Apep'in her gün güneşi yok etmek için deneme yaptığını ve her seferinde de yenildiğini hesaba katarsak Ra'nın güçlü ve yüce biri olduğu sonucunu çıkartabilirdik sanırım. Çünkü ben onun yerinde olsaydım değil sonsuz bir süre birkaç gün bile dayanamaz; sıkılıp işi bırakmış olurdum. Öyle bir seçeceğim olsaydı tabii.

''Yine de uğraşması zor, değil mi?''

Jungkook'un, Yoongi'nin Taehyung'u övmesinin ne kadar büyük bir şey olduğunun farkında olduğunu sanmıyordum.

Yoongi omuz silkti, ''Zor ya da değil, desteğimiz ulaşana dek başa çıkmak zorunda.''

''Destek mi?''

''Evet ama neden sahip olduğum tek boş anı bunu konuşmakla harcıyorum?'' Bana doğru göz kırptığında Jungkook derin bir iç çekmişti.
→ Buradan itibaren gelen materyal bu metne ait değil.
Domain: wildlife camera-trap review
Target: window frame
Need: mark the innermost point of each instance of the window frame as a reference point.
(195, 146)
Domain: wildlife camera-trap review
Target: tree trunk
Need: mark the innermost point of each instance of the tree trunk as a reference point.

''Endişeni anlıyorum ama...'' Ağır hareketlerle yanıma oturarak elimi avuçlarının arasına aldı. Kalbimin erimeye başladığını hissedebiliyordum. ''Sizlerin aksine beni parlak bir gelecek beklemiyor.''

Söylediği şey ile hızlıca ona doğru dönerek doğruldum. ''Neden böyle konuşuyorsun?''

''Sana geri döneceğim, Jimin. Bu konuda endişelenmemelisin.'' Eğilerek dudaklarını saçlarıma bastırdığında Jungkook'un kusmaya benzer bir ses çıkardığını, ardından da çarpma sesini duymuştum. Jungkook'un iniltisini görmezden gelerek devam etti, "Ama istiyorsan arkadaşın için endişe edebilirsin.''

''Hey! O şey nereden geldi?''

Jungkook kafasını ovuşturarak yerden kalkarken gülmemek için dudağımı ısırdım. Gülersem eğer daha çok sinirlenirdi.

''Tanrıların Altın Çağı'ndayız. Birkaç özel güce sahip olmama şaşırmamalısın.''

Altın Çağ mı? Atlantis Dönemi gibi bir şeyden mi söz ediyordu?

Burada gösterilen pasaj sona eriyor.